Saturday, October 29, 2005

Kosovo partition would lead to disintegration of Macedonia

Here is a commentary by a Macedonian Albanian that says if Kosovo Serbs attain autonomy in Kosovo, Albanians in Macedonia could also request autonomy, given that their share of the Macedonian population is "three times higher" than the percentage of Serbs in Kosovo. The only option that would prevent Macedonia's disintegration is thus "official recognition of the independence of Kosovo", the paper argues.

Bashkim Muca
Fakti

Skopje[Shkup]-Macedonia-According to a well-established view that has been around for some time, the first thing that would happen in case of the partition of Kosova [Kosovo] would be the disintegration of Macedonia. If we are to believe this implication, then it also follows that the international community, rather than being concerned about a unified Kosova, is trying to preserve the stability and integrity of Macedonia, which could escalate to a major problem (it could become a second Bosnia-Hercegovina) if the whole game were to begin all over again. Ranked by their importance for the developments in Kosova, Macedonia is not far behind Albania and Serbia. But the key issue that puts Macedonia in the first place is that it is the crucial balancing factor for the preservation of a unified Kosova. Even if Albanians were to agree with Serbs on the partition of Kosova, I have the impression that the international community would not allow it, because it believes that there could never be a unified Macedonia without a unified Kosova. The problem of preserving the unity of Kosova is linked to a much more important problem: that of preserving the unity of Macedonia, in which a great deal has been invested.

All "fences"

The option of Kosova's partition, apart from its immediate implications for Macedonia, would create conditions for a new reconfiguration of the Balkans. The fact that this is something that the Serbs want, has made it something that Albanians will always oppose, even though the outcome might not have been so disadvantageous to them even if they had to give up Trepca [mine in northern Kosovo], which is considered a very important resource. Based on the concept of the nation-state, which is still a prevalent concept in the Balkans (it is thought more stable than multiethnic states), Albanian political quarters have often wondered why they have to strive to be governed or share government with others in areas where they make up the majority population. [Passage omitted]

One of the key arguments that the Serbs have been using against the independence of Kosova is that they cannot agree to the formation of two Albanian states in the region. Here, the Albanians would have a ready fallback option which would lead to the disintegration of Macedonia.

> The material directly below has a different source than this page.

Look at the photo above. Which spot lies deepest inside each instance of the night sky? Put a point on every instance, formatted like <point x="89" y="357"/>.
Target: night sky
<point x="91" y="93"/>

Albanians should have worked openly in their decisionmaking offices on the option of partition of Kosova, which would have had Serbian support (Albanians and Serbs cannot be enemies for ever). This option would never enjoy the support of the international community, but it could serve as a form of pressure against it [the international community], given that such plans would enjoy the support of Albanians as well as Serbs. This would persuade the international community of two things: that the partition of Kosova was out of the question and that the Kosova Serbs should not enjoy any autonomy in Kosova (let us remember that this, too, is a Serbian project). I believe that the least that Serbia expects to get is a special status for the northern part of Kosova, thus creating initially a ditch and, later, an imaginary border with the hope of seceding that part in the future, when a favourable moment may arise as a result of internal problems in Kosova. However, the issue of Macedonia would again emerge on the scene.

Most functional option

Given that the Albanians in Macedonia account for a percentage of the overall population that is three times bigger than the percentage that the Serbs account for in Kosova, in accordance with the traditional Balkan mentality autonomy for the Kosova Serbs would lead to a similar demand by the Albanians in Macedonia, thus invalidating the Oher [Ohrid] Agreement. The reasoning is simple: if the Serbs refuse to live as a minority in a common state with Albanians, then Albanians, too, do not have to accept such a thing in Macedonia.

If we are to apply the rule of elimination to find a balanced solution for Kosova, then the conclusion is clear: the option of partition of Kosova is automatically ruled out if we want to preserve the integrity of Macedonia. Second, the option of autonomy for the Kosova Serbs should be counterbalanced with the demand for a different status for the Albanians in Macedonia, which should be much stronger than that of the Kosova Serbs (some kind of republic). In that case, the demands of the Montenegro Albanians for a more favourable status in that country and for a special status for the Presheve [Presevo] Valley Albanians should also be taken into consideration. So this option would have to be ruled out, too. So, it is clear that the only option is a united Kosova. In that case, there are two options: Kosova's return under Serbia, or independence for Kosova. Given that any intermediate solution is hard to imagine - not just for the Kosova citizens but also for the whole of Europe - the last option that has to be ruled out is the return of Kosova under the Serbian protectorate. This means that the only remaining option is the one that takes Europe into Kosova and Kosova into Europe. This is official recognition of the process of independence of Kosova with the support and supervision of the Euro-American factor.